The storm season was just around the corner and the siege of Laer Oruhl was taking longer than anticipated, so couldn't depend on using that as a base camp. Knowing that once storms hit the Southern Rains would become one giant marsh that would extremely difficult for an army to traverse, Fionamu looked west to the forests and grasses of the Maer, setting her sights on the town of Keivas. Although she already had forces moving through the Red Wind Hills Fionamu couldn’t use this a path into Keivas as the hills were perfect for ambush and prone to flash floods during the storm seasons. Her only viable choice would be to capture the small trading post at Weides, back then only a small village and keep.
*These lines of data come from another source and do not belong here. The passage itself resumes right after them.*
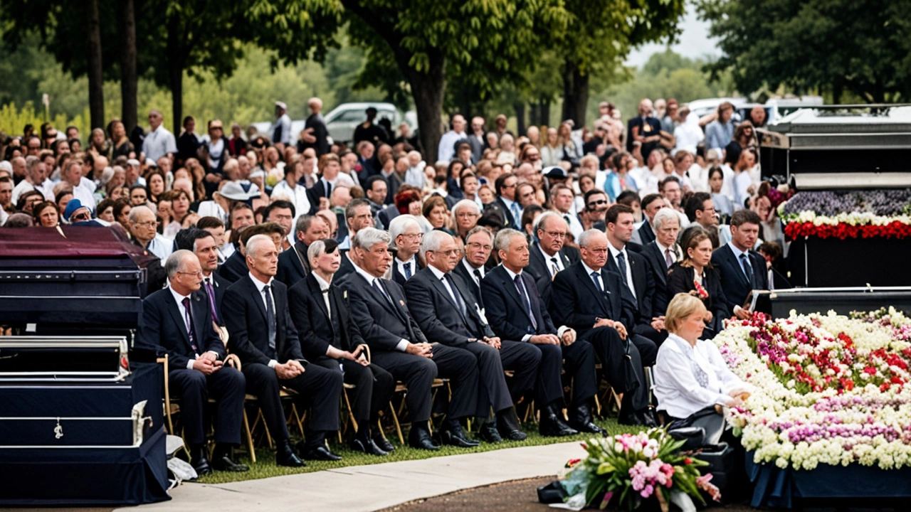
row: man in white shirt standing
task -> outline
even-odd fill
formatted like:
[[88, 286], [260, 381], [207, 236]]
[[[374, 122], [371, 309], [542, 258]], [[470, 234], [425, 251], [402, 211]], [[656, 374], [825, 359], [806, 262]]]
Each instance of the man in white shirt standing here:
[[174, 140], [174, 134], [168, 130], [162, 124], [164, 116], [158, 110], [148, 112], [148, 134], [142, 141], [142, 152], [147, 159], [153, 161], [169, 154], [177, 153], [177, 141]]
[[456, 143], [467, 138], [465, 133], [465, 118], [460, 114], [453, 116], [453, 129], [443, 134], [437, 148], [437, 160], [448, 162], [456, 156]]

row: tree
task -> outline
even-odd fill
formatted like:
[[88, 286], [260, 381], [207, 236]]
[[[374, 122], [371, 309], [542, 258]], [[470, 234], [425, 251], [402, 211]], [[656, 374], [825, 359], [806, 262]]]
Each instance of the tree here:
[[795, 92], [844, 92], [867, 102], [911, 97], [911, 5], [871, 0], [700, 0], [700, 17], [730, 70], [751, 93], [785, 86]]
[[553, 38], [563, 56], [563, 119], [585, 124], [593, 76], [613, 73], [630, 50], [643, 43], [673, 38], [683, 0], [566, 0], [567, 30]]

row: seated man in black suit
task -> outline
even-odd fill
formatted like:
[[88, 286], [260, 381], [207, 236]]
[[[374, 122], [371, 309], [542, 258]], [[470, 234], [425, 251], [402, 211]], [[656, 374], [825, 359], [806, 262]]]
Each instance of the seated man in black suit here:
[[[533, 344], [541, 352], [535, 399], [541, 411], [542, 435], [572, 435], [604, 430], [591, 421], [589, 401], [598, 392], [595, 351], [585, 340], [576, 339], [576, 332], [554, 326], [541, 301], [535, 280], [522, 271], [528, 266], [528, 242], [516, 230], [501, 230], [494, 241], [503, 264], [487, 272], [481, 282], [485, 311], [490, 327], [500, 338]], [[563, 384], [560, 372], [563, 359], [573, 380], [570, 428], [560, 418]], [[578, 429], [578, 430], [577, 430]]]
[[737, 318], [751, 316], [743, 303], [752, 290], [768, 290], [765, 259], [752, 250], [759, 238], [759, 214], [738, 210], [731, 216], [731, 241], [715, 250], [711, 264], [722, 274], [722, 290], [728, 308]]
[[288, 289], [275, 281], [278, 249], [268, 236], [256, 235], [246, 243], [246, 276], [232, 284], [221, 304], [230, 339], [228, 346], [241, 358], [247, 387], [259, 398], [266, 426], [278, 446], [279, 466], [299, 467], [303, 462], [292, 449], [281, 408], [281, 386], [312, 403], [307, 417], [306, 444], [298, 450], [304, 458], [339, 460], [325, 446], [325, 433], [339, 428], [342, 372], [309, 364], [301, 353], [297, 329], [288, 312]]
[[[424, 237], [421, 252], [427, 266], [404, 284], [412, 317], [426, 336], [477, 358], [481, 383], [476, 416], [481, 424], [480, 437], [498, 443], [502, 432], [511, 441], [524, 440], [527, 435], [513, 404], [534, 387], [540, 351], [494, 334], [467, 283], [452, 271], [459, 263], [458, 245], [452, 235], [430, 231]], [[504, 368], [516, 372], [511, 390]], [[493, 420], [489, 420], [491, 406], [496, 413]]]
[[[409, 444], [437, 450], [430, 437], [431, 386], [437, 374], [450, 379], [452, 400], [441, 438], [456, 446], [476, 446], [465, 437], [459, 420], [474, 415], [477, 403], [477, 360], [470, 352], [428, 343], [408, 312], [404, 292], [381, 279], [389, 270], [389, 233], [365, 228], [352, 241], [354, 271], [339, 282], [347, 290], [352, 320], [370, 345], [373, 361], [408, 388], [405, 403], [412, 417]], [[435, 340], [434, 340], [435, 342]]]
[[[168, 353], [171, 393], [180, 397], [184, 435], [190, 462], [200, 476], [217, 471], [247, 471], [231, 460], [241, 444], [245, 383], [237, 370], [224, 366], [225, 345], [212, 327], [209, 300], [200, 293], [202, 271], [189, 251], [176, 251], [165, 262], [169, 286], [142, 302], [138, 344]], [[210, 394], [217, 401], [215, 452], [210, 465], [205, 449], [203, 412]]]
[[579, 338], [595, 347], [610, 385], [623, 394], [619, 422], [657, 426], [649, 409], [649, 389], [635, 336], [627, 333], [619, 275], [608, 271], [608, 238], [589, 230], [578, 239], [582, 261], [554, 278], [553, 318], [578, 332]]
[[371, 436], [371, 425], [376, 424], [380, 410], [389, 404], [395, 379], [389, 372], [368, 363], [361, 352], [360, 345], [364, 342], [351, 321], [347, 294], [333, 283], [341, 260], [338, 242], [332, 239], [315, 241], [310, 244], [307, 257], [307, 267], [312, 271], [288, 289], [291, 317], [301, 336], [301, 347], [314, 364], [333, 371], [341, 366], [344, 381], [354, 384], [349, 393], [357, 424], [352, 447], [384, 456], [394, 447], [382, 432]]
[[[629, 251], [630, 238], [633, 231], [632, 209], [625, 204], [615, 204], [608, 209], [608, 271], [617, 272], [623, 285], [620, 292], [624, 300], [632, 304], [632, 318], [626, 319], [630, 331], [640, 334], [632, 342], [639, 347], [642, 364], [651, 366], [658, 356], [658, 346], [668, 337], [660, 314], [654, 314], [652, 303], [655, 282], [651, 268], [644, 256]], [[644, 338], [643, 338], [644, 336]], [[646, 339], [648, 338], [648, 339]]]
[[319, 215], [302, 215], [297, 218], [294, 232], [297, 240], [289, 250], [279, 254], [279, 273], [275, 275], [289, 288], [310, 273], [307, 247], [329, 238], [329, 224]]
[[569, 251], [563, 246], [569, 226], [562, 217], [553, 211], [545, 211], [537, 218], [535, 232], [537, 241], [528, 248], [528, 266], [525, 271], [535, 278], [535, 284], [544, 300], [544, 306], [550, 308], [550, 282], [557, 272], [572, 264]]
Capturing the bridge there would allow the rapid redeployment of her forces in the Southern Rains into the Maer-Dal lands. Unfortunately for her, Jha’Nas Kadis al’Evedaori was an experienced general and had already anticipated Fionamu’s move had already seized the river crossing at Weides.”
Enough of that talk. This map depicts Weides about 2 weeks (18 days in this world) before the Odadal forces arrived. Jha’Nas Kadis had already been fortifying the settlement for three months, turning the once small trade post into a bustling war camp.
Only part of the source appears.